Yesterday, I met up with two other friends who I've been friends with for 11 years - MW and AC. So awesome to be able to get together for dinner with both of them. We've been spread out over the US for a while, and we'll be spread out again when AC leaves us and moves to Philly for work in the summer, but until then I need to enjoy being near them. I actually wouldn't mind so much if I did stay in this area for a few more years. I can't imagine it would be in this apartment, but maybe I can find some nice suburb off the beaten path. Can't see myself as a homeowner either - mostly because of my inability to fix things - but that's what I would do.

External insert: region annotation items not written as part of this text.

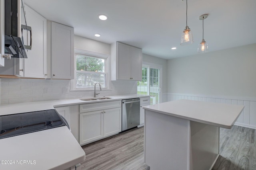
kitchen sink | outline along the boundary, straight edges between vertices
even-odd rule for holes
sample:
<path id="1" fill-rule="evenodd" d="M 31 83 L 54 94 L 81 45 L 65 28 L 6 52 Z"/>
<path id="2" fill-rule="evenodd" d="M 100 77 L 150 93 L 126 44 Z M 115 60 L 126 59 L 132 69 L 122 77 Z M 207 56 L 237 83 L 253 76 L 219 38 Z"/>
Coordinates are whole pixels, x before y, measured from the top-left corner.
<path id="1" fill-rule="evenodd" d="M 86 99 L 80 99 L 80 100 L 83 101 L 91 101 L 92 100 L 97 100 L 98 99 L 95 98 L 87 98 Z"/>
<path id="2" fill-rule="evenodd" d="M 108 97 L 102 97 L 98 98 L 86 98 L 84 99 L 80 99 L 81 100 L 83 101 L 91 101 L 93 100 L 103 100 L 104 99 L 110 99 L 112 98 Z"/>
<path id="3" fill-rule="evenodd" d="M 104 99 L 112 99 L 112 98 L 109 98 L 108 97 L 104 97 L 103 98 L 97 98 L 97 99 L 98 99 L 99 100 L 103 100 Z"/>

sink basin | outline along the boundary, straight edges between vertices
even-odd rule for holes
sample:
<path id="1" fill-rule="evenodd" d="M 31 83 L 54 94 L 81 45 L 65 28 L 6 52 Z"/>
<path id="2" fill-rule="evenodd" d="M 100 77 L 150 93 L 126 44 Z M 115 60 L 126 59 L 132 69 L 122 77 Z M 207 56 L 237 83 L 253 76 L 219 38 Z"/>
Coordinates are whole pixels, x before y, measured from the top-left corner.
<path id="1" fill-rule="evenodd" d="M 97 100 L 98 99 L 95 98 L 87 98 L 86 99 L 80 99 L 80 100 L 83 101 L 91 101 L 92 100 Z"/>
<path id="2" fill-rule="evenodd" d="M 98 98 L 85 98 L 84 99 L 80 99 L 81 100 L 82 100 L 83 101 L 91 101 L 93 100 L 103 100 L 104 99 L 110 99 L 112 98 L 109 98 L 108 97 L 100 97 Z"/>
<path id="3" fill-rule="evenodd" d="M 103 100 L 104 99 L 112 99 L 112 98 L 109 98 L 108 97 L 104 97 L 102 98 L 97 98 L 97 99 L 99 100 Z"/>

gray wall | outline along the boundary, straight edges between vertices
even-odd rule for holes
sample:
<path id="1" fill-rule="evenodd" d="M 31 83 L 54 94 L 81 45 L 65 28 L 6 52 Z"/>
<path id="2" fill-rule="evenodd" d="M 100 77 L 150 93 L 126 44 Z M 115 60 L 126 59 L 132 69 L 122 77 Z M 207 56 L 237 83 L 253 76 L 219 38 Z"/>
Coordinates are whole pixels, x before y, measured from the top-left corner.
<path id="1" fill-rule="evenodd" d="M 170 93 L 256 97 L 256 44 L 168 61 Z"/>
<path id="2" fill-rule="evenodd" d="M 102 54 L 110 55 L 110 45 L 75 35 L 75 48 Z"/>

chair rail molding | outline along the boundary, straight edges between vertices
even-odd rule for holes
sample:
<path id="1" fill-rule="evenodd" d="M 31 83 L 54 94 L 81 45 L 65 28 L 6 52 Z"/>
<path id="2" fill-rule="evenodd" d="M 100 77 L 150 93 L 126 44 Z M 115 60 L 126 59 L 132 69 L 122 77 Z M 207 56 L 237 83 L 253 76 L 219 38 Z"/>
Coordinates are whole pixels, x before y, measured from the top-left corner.
<path id="1" fill-rule="evenodd" d="M 168 93 L 168 101 L 180 99 L 243 105 L 244 110 L 234 125 L 256 129 L 256 98 Z"/>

The OKCupid date is going relatively well. I don't know how these things are supposed to go, really. I always feel like I'm a bit passive in romantic relationships because so much is uncertain. I'm not my regular decisive self because I'm not acting solely for myself. Does that make sense? Anyway, I guess there's no rush really. I just need to go out and do things with him. I was talking to one of my cousins on the phone today and wondering if I just wasn't used to how a relationship should go because of the past people I've been in a relationship with. Is there such a thing as a 'normal' relationship? And will I ever come across that? AC seems to think that I should be doing any of the text initiating, so I guess I'll stop.  It's not like I don't have stuff to do in any case. No use getting that dependent, but I've always trusted people very easily. Too much, probably.

i truly intend to make this

Sunday, January 11, 2015

falling

A good ice skating date, but how much will my butt hurt tomorrow from falling 4 or 5 times? Oh half the times were because I was trying to avoid a child. Better I fall than them.

Lost an earring back. Boo.

he could have run that

So going to go on an ice skating date. Like a true nerd, I looked up how to ice skate on youtube yesterday. I think as soon as I get on the ice, I need to just plop down and fall. Maybe then it won't be so intimidating. I mean, football players fall all the time. Speaking of football, while doing my hair last night, I watched a playoff game between the Seattle and Carolina. I turned it on the second quarter and Seattle was winning, so I rooted for Carolina. Carolina so lost. So bad. And I was thoroughly impressed by Chancellor on Seattle. The dud jumped over crouching linebackers effortlessly. The highest thing I can effortlessly jump over is the curb. And also, while I was watching, the Carolina quarterback had the ball and all his receivers were blocked, so he just kind of stumbled and then fell. Without thinking I said, "he could have run that," and then the announcer said, "actually, he could have run the ball too."  Same same! I totally can keep up with football. It only took 20-something years, but whatever!
a seahawks thing from wearewirestone.tumblr.com

Went out to lunch on Friday with a coworker. We got Chinese food. It did not agree with me by about a half hour to 45min after I got back to the office. And ever since my body is rejecting food. I have little to no appetite. Will this get flushed out of my system soon? Hope so. Do I need to drink lots more water?

Also, back in October I went to the gyno and it was supposed to be under preventative care, so free, but they charged me $60. I'd been meaning to call them about it, but I totally forgot, and then in December, they gave me my money back. Yay! I just realized today when I had a nerd moment downloading an Excel file of all my checking account transactions from the past 18months. Filtering, man. So clutch.